Multipurpose solutions (MPS) now make up the vast majority of the market for contact lens care solutions. Contact lens solutions have a complex role in contact lens wear; the name Multi-purpose Solution (MPS) gives an indication of that point. The influence of silicone hydrogel materials can be seen in an increased complexity in MPS composition. An important aspect of this complexity is the choice of surfactant - used either singly or in combination. Three important elements of solution behaviour are influenced by surfactants: Cleaning, comfort and compatibility.
The removal of lipids and proteins from a lens surface by a MPS can be broken down into three distinct phases. • The lowering of the liquid phase surface tension• Emulsification of the deposit• Surface adsorption to prevent re-deposition
The sequence depicted illustrates the fact that effective lipid removal involves several surface chemical functions and is a dynamic process. Simple static surface tension is important for the first step but is not an adequate predictor of overall cleaning efficacy. Cleaning efficiencies of care solutions are difficult to assess due to the multi-factorial nature of the problem, including patient tear chemistry, wear schedule, compliance and complexity of solution compositions.
In contrast, dynamic surface tension has been shown to be a more useful predictor of other and similar cleaning processes.

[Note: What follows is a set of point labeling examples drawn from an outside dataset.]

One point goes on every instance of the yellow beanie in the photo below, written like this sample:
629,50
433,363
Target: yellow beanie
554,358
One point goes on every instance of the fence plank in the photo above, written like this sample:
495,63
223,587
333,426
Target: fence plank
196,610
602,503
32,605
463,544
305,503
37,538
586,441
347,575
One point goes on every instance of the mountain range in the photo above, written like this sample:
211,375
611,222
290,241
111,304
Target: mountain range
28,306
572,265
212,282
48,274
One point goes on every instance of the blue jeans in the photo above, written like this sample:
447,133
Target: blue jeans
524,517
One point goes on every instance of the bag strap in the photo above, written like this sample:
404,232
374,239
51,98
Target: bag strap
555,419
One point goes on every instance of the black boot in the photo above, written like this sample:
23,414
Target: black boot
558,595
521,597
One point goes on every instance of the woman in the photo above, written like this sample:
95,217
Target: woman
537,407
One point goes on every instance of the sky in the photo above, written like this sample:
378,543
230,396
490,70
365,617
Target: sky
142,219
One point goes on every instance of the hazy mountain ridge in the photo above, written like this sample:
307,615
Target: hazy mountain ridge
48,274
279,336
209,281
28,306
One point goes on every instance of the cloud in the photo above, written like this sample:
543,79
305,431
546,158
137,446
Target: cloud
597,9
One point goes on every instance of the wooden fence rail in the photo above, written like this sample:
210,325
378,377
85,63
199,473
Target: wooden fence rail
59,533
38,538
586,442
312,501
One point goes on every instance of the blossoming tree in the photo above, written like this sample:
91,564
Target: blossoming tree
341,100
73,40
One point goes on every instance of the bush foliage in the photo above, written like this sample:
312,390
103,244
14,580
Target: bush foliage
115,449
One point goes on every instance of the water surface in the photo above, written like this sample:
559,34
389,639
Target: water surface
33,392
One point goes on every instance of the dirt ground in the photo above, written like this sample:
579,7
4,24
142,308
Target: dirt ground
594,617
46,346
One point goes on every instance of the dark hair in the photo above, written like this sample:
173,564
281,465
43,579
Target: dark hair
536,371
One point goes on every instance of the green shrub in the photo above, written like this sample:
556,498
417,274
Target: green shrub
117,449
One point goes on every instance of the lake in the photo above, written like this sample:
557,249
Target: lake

The third step illustrates one aspect of the importance of surface adsorption – which has a major part to play in MPS behaviour. In addition to its role in minimising lipid accumulation, surface adsorption influences comfort (which is advantageous) and destabilisation of the superficial tear lipid layer (which is disadvantageous). Whereas static and dynamic surface tensions are measured directly and relatively simply, assessment of surface adsorption requires measurements at both liquid/air (surface pressure) and liquid/lens (e.g. friction and surface energy). Additionally, it is important to assess the persistence of surface adsorption effects.